Our nation’s shift in preference for healthier fare has prompted fast food giants and convenience stores to include fruit smoothies, whole grains and salads.

More often than not, though, our meals consist of quick noshes in front of a computer screen or in a car seat.

The purpose of food goes beyond filling our bellies. We must not only eat nutritious food, we must appreciate where it comes from and enjoy our time eating it to be completely satisfied.

The “slow food” movement aims to do just what its name would have you believe. Its approach to eating is the opposite of the norm many of us have adopted for our busy schedules.

Slow Food USA’s official website says the movement is “an idea, a way of living and a way of eating. It is a global, grassroots movement with thousands of members around the world that links the pleasure of food with a commitment to community and the environment.”

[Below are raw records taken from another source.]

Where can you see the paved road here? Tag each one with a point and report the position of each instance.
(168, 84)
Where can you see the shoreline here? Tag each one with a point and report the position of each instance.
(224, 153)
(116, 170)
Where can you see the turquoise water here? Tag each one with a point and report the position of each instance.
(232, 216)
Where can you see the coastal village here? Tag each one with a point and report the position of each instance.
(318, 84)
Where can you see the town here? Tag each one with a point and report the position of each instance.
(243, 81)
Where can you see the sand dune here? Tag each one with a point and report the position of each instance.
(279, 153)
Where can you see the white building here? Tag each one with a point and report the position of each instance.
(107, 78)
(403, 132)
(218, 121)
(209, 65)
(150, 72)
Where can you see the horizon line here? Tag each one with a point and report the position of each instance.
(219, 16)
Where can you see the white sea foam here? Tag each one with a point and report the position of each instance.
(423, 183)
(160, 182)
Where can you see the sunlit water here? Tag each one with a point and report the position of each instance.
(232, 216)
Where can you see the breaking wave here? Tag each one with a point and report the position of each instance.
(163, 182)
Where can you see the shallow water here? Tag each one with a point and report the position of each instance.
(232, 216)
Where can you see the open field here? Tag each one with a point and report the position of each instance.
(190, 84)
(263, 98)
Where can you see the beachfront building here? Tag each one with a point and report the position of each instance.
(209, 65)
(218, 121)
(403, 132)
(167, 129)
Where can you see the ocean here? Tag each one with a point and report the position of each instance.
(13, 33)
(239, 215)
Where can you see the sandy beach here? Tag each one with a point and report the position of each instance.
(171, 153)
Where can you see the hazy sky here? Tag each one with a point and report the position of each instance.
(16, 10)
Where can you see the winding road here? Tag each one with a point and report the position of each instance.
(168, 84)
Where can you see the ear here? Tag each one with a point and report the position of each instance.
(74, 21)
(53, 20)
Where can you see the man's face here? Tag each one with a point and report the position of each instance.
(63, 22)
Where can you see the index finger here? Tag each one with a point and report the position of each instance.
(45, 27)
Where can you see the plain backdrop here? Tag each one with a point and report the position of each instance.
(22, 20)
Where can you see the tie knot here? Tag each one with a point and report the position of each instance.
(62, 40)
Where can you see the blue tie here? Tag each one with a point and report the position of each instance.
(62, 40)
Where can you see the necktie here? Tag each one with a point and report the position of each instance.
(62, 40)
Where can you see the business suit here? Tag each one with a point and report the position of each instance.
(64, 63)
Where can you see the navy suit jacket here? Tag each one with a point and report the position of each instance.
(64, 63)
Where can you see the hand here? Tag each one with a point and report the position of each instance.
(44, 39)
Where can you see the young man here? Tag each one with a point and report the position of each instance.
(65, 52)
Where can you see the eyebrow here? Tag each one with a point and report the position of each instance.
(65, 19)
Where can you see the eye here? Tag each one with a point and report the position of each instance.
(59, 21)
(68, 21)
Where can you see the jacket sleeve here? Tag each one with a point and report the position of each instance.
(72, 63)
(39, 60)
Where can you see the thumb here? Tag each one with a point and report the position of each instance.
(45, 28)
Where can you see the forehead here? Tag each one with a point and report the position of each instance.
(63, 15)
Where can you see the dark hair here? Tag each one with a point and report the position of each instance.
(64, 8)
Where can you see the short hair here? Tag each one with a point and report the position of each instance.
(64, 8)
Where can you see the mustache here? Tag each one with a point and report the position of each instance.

The group spreads awareness of food justice and regional biodiversity, big words for relatively simple concepts like buying locally that have the potential to reconnect us to food.

In a recent post for veteran gourmand Mark Bittman’s “Minimalist” food blog on the New York Times website, Peter Catapano explored the markets of Oaxaca, Mexico with renowned chef Pilar Cabrera.

She explained to Catapano that in Oaxaca, one does not go to the market for food. “They serve … a larger purpose: (They are) a nexus for family and social activity,” she said. There were children playing and groups congregating, people partaking of local delicacies, and there was homemade chocolate and local produce grown by natives for sale.

There was a visible link between the food’s source and the people who enjoyed it.

Slow food redefines our experience of eating by going beyond the final product, which is something Catapano wrote the U.S. is learning from markets like the one in Oaxaca.

And where ASU can sometimes feel like a desert of coffee, burgers, cups of melon and sub sandwiches, it doesn’t have to be. The new Bowl of Greens eatery at the Walter Cronkite School of Journalism and Mass Communication and the Tempe campus’ Engrained are truly refreshing and are comforting for me as a student who does not have the luxury of a kitchen or set of dishes.

It might take a few minutes more for this food to be prepared, but it is worth it. As for price, I notice I spend almost $10 on a breakfast bagel, iced coffee and Vitamin Water for later at Einstein’s.

Nine dollars bought me an Earth Bowl and strawberry-infused water at Engrained, not to mention a serene atmosphere, an actual plate and an enthusiastic chef telling me about the exquisite dish he just “threw together.”

Slow Food USA and Bittman have also asked if fast food was really worth it.

We, as a nation, are beginning to rediscover the meaning and value of some of our most basic human activities, whether it is how we communicate or how we feed ourselves.

Understanding that we are nourished by the connection to nature and community food offers us is to understand food’s true gift.